Mahler
Kindertotenlieder
Symphony No.5

Gerhild Romberger (contralto)

Budapest Festival Orchestra
Iván Fischer

Kindertotenlieder is a seminal work in Mahler’s oeuvre. Motivic and melodic phrases as well as cadential passages from the song cycle cast a spell over his symphonies from the Fifth onward. Written contemporaneously, Kindertotenlieder and the Fifth Symphony share both musical material and a philosophical perspective driven by a profound desire to overcome tragedy.

Gerhild Romberger
Photograph: Rosa Frank

Iván Fischer and his remarkable Budapest Festival Orchestra are a perfect team to convey the essence Mahler’s music. They gave a concert that was uniformly outstanding, stylistically idiomatic, overpowering in dramatic impact, structurally well-conceived, and full of energy and verve, with superb playing throughout.

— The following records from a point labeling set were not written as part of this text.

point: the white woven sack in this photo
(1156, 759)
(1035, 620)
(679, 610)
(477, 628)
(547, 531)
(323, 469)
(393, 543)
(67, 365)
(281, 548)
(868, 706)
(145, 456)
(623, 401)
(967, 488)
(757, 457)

German contralto Gerhild Romberger was a perfect choice for Kindertotenlieder. Her rich, dark, yet soothing, voice conveyed tenderness with appropriate restraint. Nonetheless, she sometimes could not hold back deeply felt sorrow over the loss of loved ones expressed so poignantly throughout the song cycle. In writing Kindertotenlieder, Mahler intended that the singer control what could easily devolve into maudlin expression. As Romberger related the somewhat fantastical musings of a mother about the death of her children, her manner of expression was almost trance-like as she made a concerted effort to keep her emotions at bay. Her Erda-like timbre engendered a prophetic quality that perfectly suited the character of these songs.

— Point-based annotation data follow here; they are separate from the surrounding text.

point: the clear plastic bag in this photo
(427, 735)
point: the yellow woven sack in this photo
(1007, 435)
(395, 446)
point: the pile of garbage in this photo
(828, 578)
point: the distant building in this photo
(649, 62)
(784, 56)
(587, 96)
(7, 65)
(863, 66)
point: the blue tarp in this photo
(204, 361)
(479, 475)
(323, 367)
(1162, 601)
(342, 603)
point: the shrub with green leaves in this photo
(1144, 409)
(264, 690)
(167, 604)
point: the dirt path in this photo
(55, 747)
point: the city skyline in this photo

In the first song, Romberger sang the words “Die Sonne, die sonne, sie scheinet allgemein!” (The Sun, the Sun, it shines on everything!) softly and tenderly, in a moving expression of yearning for relief from profound her suffering. When her sorrow became too much to bear, she gave vent to it in heartfelt outbursts of longing for release. Toward the end of the second song, when she envisioned the eyes of her children seeming like shining stars, Romberger sang with such warmth and tenderness as to melt the hardest heart.

A walking pace sets the tempo for the third song, comporting with the memory of the children entering a room with their father, Romberger’s outpouring of this song’s last lines, “O du, o du, des Vaters Zelle, ach, zu schnelle, zu schnell erlosch’ner Freuden shein” (O you, o you, in your father’s cell, ah too soon, too soon is extinguished your gleaming joy), which Mahler directs be sung “mit ausbrechendem Schmerz” (with an outburst of pain), was utterly heartbreaking. The fourth song ends with a presentiment of hope as it imagines a time when life will be beautiful again. Although this fervent expression of hope is dashed by the storm music with which the fifth song begins, it is reawakened in the fifth verse of the song with a passage in D-major that she conveyed with blissful serenity. Her entire performance was both touching and superbly sung.

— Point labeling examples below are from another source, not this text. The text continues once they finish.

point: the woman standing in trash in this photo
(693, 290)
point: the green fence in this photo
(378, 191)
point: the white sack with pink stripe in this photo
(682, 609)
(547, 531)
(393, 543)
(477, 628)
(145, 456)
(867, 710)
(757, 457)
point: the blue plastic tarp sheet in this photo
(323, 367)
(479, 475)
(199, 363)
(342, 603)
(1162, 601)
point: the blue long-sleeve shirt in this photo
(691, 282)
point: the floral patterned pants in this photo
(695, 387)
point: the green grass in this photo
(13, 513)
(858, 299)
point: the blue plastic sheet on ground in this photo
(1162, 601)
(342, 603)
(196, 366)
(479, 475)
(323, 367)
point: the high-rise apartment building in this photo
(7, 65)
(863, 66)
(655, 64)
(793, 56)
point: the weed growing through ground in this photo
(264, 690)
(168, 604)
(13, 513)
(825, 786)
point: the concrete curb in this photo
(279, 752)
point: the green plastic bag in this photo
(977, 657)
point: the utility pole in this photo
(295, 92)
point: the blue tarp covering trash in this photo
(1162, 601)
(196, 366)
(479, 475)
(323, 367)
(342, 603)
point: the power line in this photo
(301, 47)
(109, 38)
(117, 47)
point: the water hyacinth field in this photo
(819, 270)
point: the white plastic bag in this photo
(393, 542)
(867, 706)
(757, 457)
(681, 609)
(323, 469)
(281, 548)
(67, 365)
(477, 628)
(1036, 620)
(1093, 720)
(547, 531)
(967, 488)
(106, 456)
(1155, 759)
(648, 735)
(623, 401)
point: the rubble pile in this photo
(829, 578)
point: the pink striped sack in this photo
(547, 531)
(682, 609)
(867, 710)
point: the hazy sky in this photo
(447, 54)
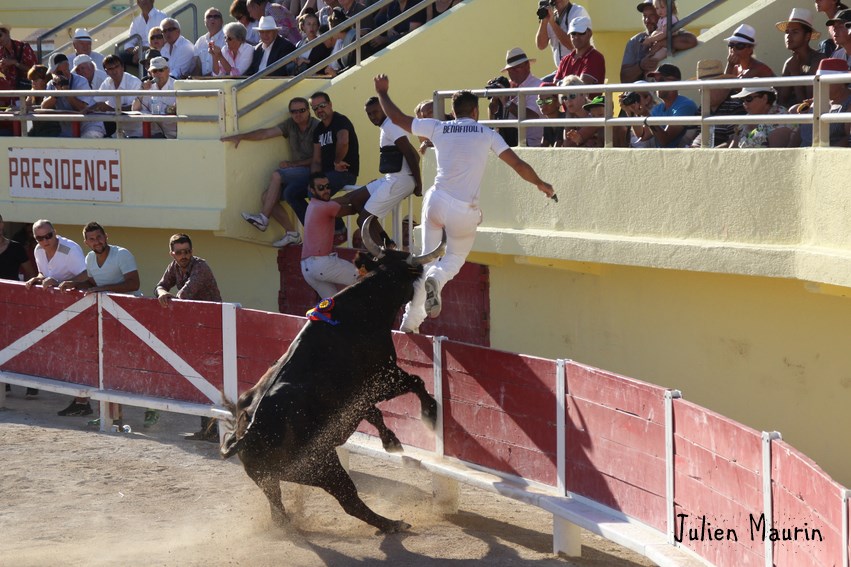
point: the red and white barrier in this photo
(625, 459)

During the performance of Mahler’s Fifth Symphony it came to mind how neatly Kindertotenlieder might fit within the spectrum of the symphony, somewhere after Part I and before the Adagietto movement. Fischer and his Budapest ensemble rendered an outstanding performance, that overcame tragedy with love. He had the measure of the Fifth well in hand, without resorting to mannerisms or excessive speed. His tempos were uniformly idiomatic, and he maintained a steady pace once each tempo was established without becoming stiflingly stiff. Every nuance, every turn of phrase and lyrical melody were deftly rendered with just the right inflexion. Climaxes were overpowering yet coordinated aptly with their musical surroundings.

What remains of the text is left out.